余沐卉的相貌看起来很年轻,尽管,听说她已经三十五岁了。不过,现在不是商业互吹的时候,抓紧听听她此次前来所为何事吧!
坐下后,余沐卉说道:“不瞒娘娘,昨之爆炸,事发地,乃家夫所有一宅也。今朝晨前,臣妾未知其宅之事,素系人名下,家夫亦未尝言及臣妾。即知是来,云甚敢,不为念儿,臣妾不敢来求娘娘。臣妾不求他,但愿家夫之事莫倾念儿。(不瞒娘娘,昨晚的爆炸,事发地点是我老公所有的一处宅子。今天早上之前,我并不知道那处宅子的事儿,它一直挂在别人名下,我老公他也不曾对我提起过。我知道,此次前来,非常冒昧,要不是为了念儿,我不会来求娘娘。我不求其他,只希望我老公的事儿不要影响了念儿的前程。
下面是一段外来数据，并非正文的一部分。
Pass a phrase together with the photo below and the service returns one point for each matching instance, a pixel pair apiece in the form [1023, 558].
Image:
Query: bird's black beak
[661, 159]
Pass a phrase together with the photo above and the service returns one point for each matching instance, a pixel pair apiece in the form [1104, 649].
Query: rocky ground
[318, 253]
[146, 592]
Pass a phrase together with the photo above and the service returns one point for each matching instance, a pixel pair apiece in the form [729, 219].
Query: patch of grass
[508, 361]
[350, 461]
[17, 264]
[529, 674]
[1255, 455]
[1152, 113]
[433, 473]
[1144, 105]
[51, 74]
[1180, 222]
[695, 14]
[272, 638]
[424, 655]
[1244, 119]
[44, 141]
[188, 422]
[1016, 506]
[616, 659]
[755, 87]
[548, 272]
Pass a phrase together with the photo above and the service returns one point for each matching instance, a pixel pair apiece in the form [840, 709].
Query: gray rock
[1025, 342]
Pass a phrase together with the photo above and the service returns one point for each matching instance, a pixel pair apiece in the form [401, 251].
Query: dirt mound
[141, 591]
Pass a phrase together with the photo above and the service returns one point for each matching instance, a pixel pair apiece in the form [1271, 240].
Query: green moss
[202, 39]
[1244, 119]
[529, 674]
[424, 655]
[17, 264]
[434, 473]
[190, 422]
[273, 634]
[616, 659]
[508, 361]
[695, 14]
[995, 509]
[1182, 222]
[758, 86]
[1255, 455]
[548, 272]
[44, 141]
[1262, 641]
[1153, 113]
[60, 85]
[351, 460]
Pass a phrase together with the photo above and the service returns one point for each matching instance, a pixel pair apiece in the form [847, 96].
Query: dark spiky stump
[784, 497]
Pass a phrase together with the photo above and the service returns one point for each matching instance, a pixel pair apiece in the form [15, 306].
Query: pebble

)”
念念小朋友没有生命危险就好!我悬着的心终于放了下来。
不过,话说回来,如何让念念小朋友不受牵连?事情还没调查清楚呢吧?沈从,和这件事儿有什么直接关系吗?
“沈大人与爆炸有何关联?(沈大人和爆炸有什么关系吗?)”我问道。
“借住者,家夫友也。(借住在宅子里的人是我老公的朋友。)”余沐卉答道。
“此宅,为何系于他人?(这处宅子,为什么挂在别人的名下?)”我问道。
余沐卉深深地吸了一口气,笑道:“家夫,尝欺瞒臣妾养外室。(我老公他,曾经背着我养过外室。)”
沈从,深藏不露啊!怕不是,就连郑景丽都没有查到这件事儿。
老公纳妾、养外室,还不能生育,现在,还牵扯进了一件爆炸案,当事人换做是我,未必有余沐卉这么淡定。
“若沈大人仅将私宅借与友居,且此人无案底,须无大事。纵大人掣之,不至触九族之罪乎。岂曰,宅之来源不明?(如果,沈大人只是将自己的宅子借给了朋友,且那位朋友之前没有案底的话,应该没有什么大事儿。即便沈大人牵扯其中,也不至于会是牵连九族的罪过吧?难道说,那座宅子,它来源不明?)”我,说出了自己的想法。
余沐卉叹了口气,说:“家夫言其用积蓄购之,臣妾不信,夫家虽富足,然无则多银两购高价之宅。(家夫说是他用积蓄买的,我不相信,夫家虽然富足,但是没有那么多闲钱购买高价的宅子。)”
贪污、收受贿赂,好像,罪名挺大的……我记得,太后的表亲钰儿,一个想进宫的女人,她爸涉嫌贪污来着,好像,没有砍头……不过,子孙后代是不要想着进宫或是为官了,当时,这事儿搞得太后很丢脸。
“待勘之,妄意使吾自乱。若虑念儿安危,可随时入宫。(等调查结果吧,盲目的猜测只会让我们乱了阵脚。你要是担心念儿,可随时将他送进宫来。)”我说。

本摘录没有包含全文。